Civil Society Education Coalition (CSEC), Save the Children, Action Aid and Coalition for Child Rights made the call during a news conference on Monday, April 26, 2021 in the capital in Lilongwe.
The briefing was part of the Global Action Week for Education (GAWE) whose theme titled; “Education financing, in-line with the policy framing of the One billion Voices campaign”.
CSEC Executive Director Benedicto Kondowe observes that the national budget must have the sensitivity to respond to the poorest and most marginalised in order to counteract inequality, discrimination and exclusion in education.
Kondowe added that domestic resources remain the most important source for sustainable funding of education as such government should make a clear commitment to provide equitable financing proportionate with the country’s education priorities, needs and capacities to advance the progressive realisation of the right to education for every Malawian.
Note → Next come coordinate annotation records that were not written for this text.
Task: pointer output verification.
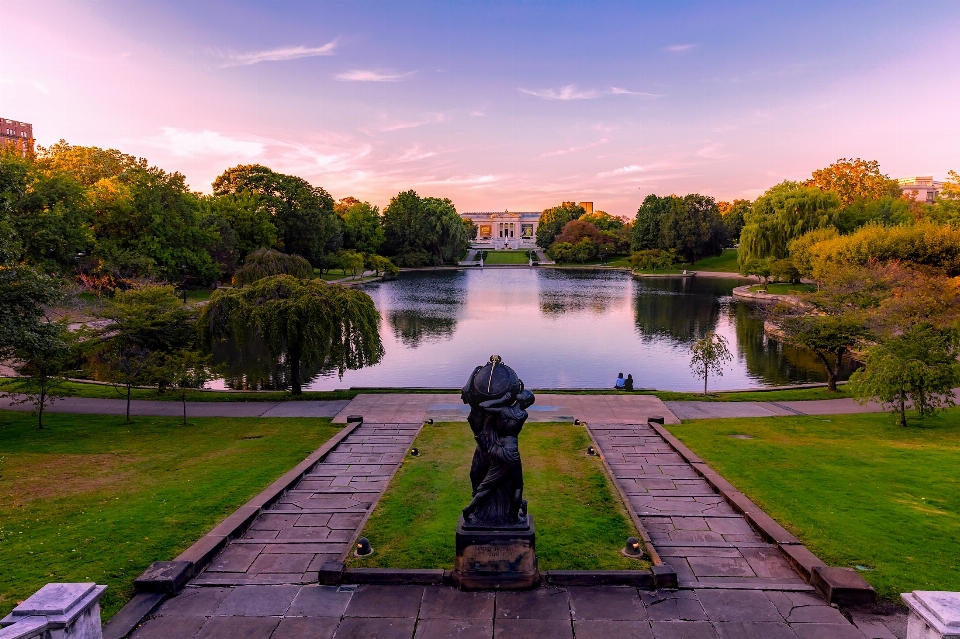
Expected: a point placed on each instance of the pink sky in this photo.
(494, 106)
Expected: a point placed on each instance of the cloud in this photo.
(573, 149)
(207, 143)
(642, 94)
(281, 54)
(360, 75)
(568, 92)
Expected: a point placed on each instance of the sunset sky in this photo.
(496, 105)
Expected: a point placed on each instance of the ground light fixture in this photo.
(363, 547)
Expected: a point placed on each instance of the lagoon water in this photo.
(559, 328)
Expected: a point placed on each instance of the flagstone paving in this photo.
(318, 520)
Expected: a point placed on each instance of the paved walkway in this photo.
(437, 612)
(319, 519)
(692, 528)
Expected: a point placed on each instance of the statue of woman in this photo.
(498, 499)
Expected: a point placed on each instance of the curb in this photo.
(837, 585)
(166, 578)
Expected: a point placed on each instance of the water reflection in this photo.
(558, 328)
(680, 310)
(573, 291)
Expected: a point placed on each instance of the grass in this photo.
(105, 391)
(581, 522)
(784, 288)
(724, 263)
(856, 489)
(93, 499)
(506, 257)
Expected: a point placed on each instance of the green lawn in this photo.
(856, 489)
(506, 257)
(581, 522)
(727, 263)
(90, 498)
(784, 288)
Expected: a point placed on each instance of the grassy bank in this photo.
(105, 391)
(93, 499)
(856, 489)
(580, 520)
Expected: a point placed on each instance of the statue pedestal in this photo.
(496, 559)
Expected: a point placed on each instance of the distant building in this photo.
(921, 188)
(14, 131)
(510, 228)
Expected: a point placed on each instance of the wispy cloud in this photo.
(568, 92)
(641, 94)
(279, 55)
(362, 75)
(573, 149)
(207, 143)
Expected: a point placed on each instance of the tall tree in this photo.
(917, 369)
(783, 213)
(302, 321)
(553, 220)
(853, 179)
(303, 214)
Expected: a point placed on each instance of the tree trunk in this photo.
(831, 376)
(294, 353)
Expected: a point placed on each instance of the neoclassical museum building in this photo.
(510, 227)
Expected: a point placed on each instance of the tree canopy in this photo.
(305, 322)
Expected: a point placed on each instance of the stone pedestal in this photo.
(496, 559)
(933, 615)
(57, 611)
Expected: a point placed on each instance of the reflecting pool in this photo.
(559, 328)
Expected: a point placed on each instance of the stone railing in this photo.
(61, 611)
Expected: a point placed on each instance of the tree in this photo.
(709, 355)
(734, 216)
(143, 325)
(303, 214)
(780, 215)
(919, 368)
(188, 370)
(420, 231)
(830, 337)
(853, 179)
(553, 220)
(362, 228)
(42, 355)
(267, 262)
(305, 321)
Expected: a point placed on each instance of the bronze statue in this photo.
(498, 406)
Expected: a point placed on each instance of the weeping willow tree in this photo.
(782, 214)
(303, 321)
(266, 262)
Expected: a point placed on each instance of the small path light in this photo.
(363, 547)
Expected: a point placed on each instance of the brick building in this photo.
(15, 131)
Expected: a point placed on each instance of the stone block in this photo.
(496, 559)
(842, 586)
(164, 576)
(71, 610)
(933, 614)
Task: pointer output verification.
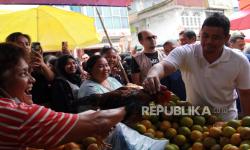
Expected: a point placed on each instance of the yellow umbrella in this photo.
(50, 26)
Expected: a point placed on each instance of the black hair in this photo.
(14, 36)
(105, 49)
(218, 20)
(91, 62)
(60, 68)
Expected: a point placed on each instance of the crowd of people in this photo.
(41, 95)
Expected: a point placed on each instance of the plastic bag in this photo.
(125, 138)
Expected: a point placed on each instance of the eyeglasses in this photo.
(151, 37)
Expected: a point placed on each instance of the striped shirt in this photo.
(23, 125)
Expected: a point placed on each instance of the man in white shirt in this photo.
(210, 71)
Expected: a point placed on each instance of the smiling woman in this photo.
(26, 124)
(100, 81)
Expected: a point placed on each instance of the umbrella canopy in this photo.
(50, 26)
(240, 20)
(70, 2)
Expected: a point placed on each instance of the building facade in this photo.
(166, 18)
“The government must increase its tax base in order to increase domestic resources available for education and other services. Substantive tax reforms are needed to fairly increase the size of the overall government budget and as a result increasing the education budget proportionately as well,” he explained.
Kondowe further said that there is a need to construct houses for teachers, including special needs teachers.
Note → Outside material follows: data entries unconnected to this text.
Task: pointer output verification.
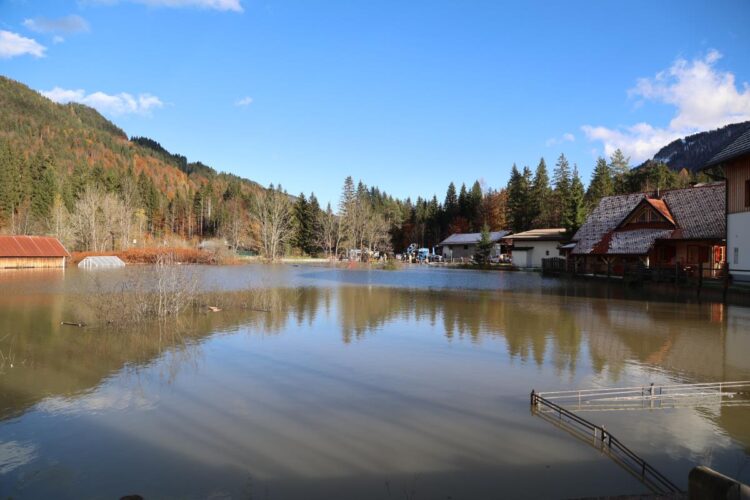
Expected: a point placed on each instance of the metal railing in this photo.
(651, 477)
(734, 393)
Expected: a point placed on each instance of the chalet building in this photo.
(464, 245)
(680, 227)
(31, 251)
(735, 159)
(530, 247)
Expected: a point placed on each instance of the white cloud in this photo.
(66, 25)
(112, 104)
(13, 44)
(222, 5)
(704, 98)
(566, 137)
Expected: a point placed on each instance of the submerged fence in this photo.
(627, 458)
(735, 393)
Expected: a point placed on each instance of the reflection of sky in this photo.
(400, 399)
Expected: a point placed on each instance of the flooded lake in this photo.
(354, 383)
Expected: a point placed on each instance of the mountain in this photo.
(52, 153)
(694, 151)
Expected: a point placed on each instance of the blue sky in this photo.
(407, 96)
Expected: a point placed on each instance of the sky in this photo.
(406, 96)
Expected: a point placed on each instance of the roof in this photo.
(697, 213)
(661, 207)
(31, 246)
(98, 261)
(553, 234)
(740, 147)
(472, 238)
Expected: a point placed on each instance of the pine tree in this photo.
(463, 203)
(451, 201)
(561, 192)
(518, 199)
(484, 247)
(575, 213)
(600, 185)
(475, 206)
(43, 188)
(540, 197)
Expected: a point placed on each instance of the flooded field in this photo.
(354, 384)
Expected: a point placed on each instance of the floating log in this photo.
(71, 323)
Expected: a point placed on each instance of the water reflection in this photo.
(354, 391)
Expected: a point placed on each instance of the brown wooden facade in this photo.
(738, 185)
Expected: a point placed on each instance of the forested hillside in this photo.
(58, 161)
(67, 171)
(694, 151)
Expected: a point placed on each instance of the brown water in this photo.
(355, 384)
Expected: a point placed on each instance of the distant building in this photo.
(464, 245)
(530, 247)
(31, 251)
(735, 159)
(684, 227)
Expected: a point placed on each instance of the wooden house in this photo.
(682, 228)
(735, 159)
(31, 251)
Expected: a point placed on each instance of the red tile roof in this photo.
(697, 213)
(31, 246)
(661, 207)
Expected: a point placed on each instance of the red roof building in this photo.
(31, 251)
(678, 227)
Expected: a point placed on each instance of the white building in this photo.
(463, 246)
(530, 247)
(735, 159)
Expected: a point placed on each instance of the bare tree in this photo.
(100, 219)
(272, 213)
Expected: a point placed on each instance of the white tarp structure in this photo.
(101, 262)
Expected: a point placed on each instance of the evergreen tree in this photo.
(304, 237)
(575, 211)
(561, 192)
(484, 247)
(600, 185)
(43, 188)
(463, 203)
(540, 197)
(451, 201)
(475, 206)
(518, 199)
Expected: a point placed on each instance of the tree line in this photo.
(96, 208)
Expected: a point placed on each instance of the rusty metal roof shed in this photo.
(31, 246)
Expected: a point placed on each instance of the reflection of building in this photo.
(464, 245)
(31, 251)
(682, 227)
(735, 159)
(530, 247)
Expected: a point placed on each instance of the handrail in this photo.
(648, 472)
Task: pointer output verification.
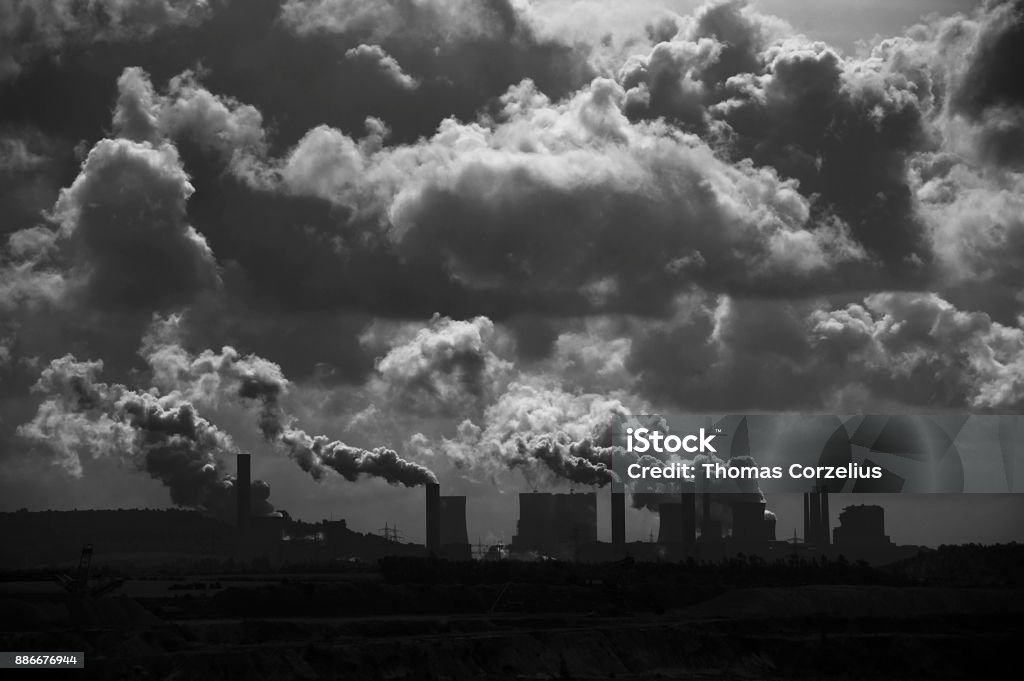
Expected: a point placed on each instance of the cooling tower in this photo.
(433, 517)
(243, 490)
(749, 522)
(453, 520)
“The state must also guarantee that other targets can be achieved, related to learning quality, teachers professional development, access to cultural assets, global citizenship education and lifelong learning,” he said.
He also said that government must provide free quality education for all and end the trend towards the privatisation and commercialisation of education so that education can be accessed by all Children.
Echoing on the same Leon Matanda of Coalition for Child Rights urged government to improve the quality of teaching through adequate provision of teaching and learning materials and adequate recruitment, remuneration and continued teaching training.
Action Aid Malawi’s Tax Justice for Gender Response Public Services on Education’s Project Officer Aisha Katungwe chipped in with urgent debt servicing calls including debt cancellation for the least developed countries.
According to the 2020/21 fiscal plan, government allocated MK46.00 per learner for Teaching and Learning Materials (TLM) in primary education.
Malawi’s education sector was already facing devastating crisis and the pandemic has only exacerbated this.
The pandemic hit an education system that already has 86,000 teacher deficit in both primary and secondary education and currently leaves 2,592,00 pupils in primary school to learn out in the open due to lack of an estimate 21,600 classroom blocks.
This year’s GAWE theme aligns with CSEC and its partners’ stance that government and international community should ensure more and better financing of education especially during the current Covid-19 pandemic that has affected education of about six million children in Malawi.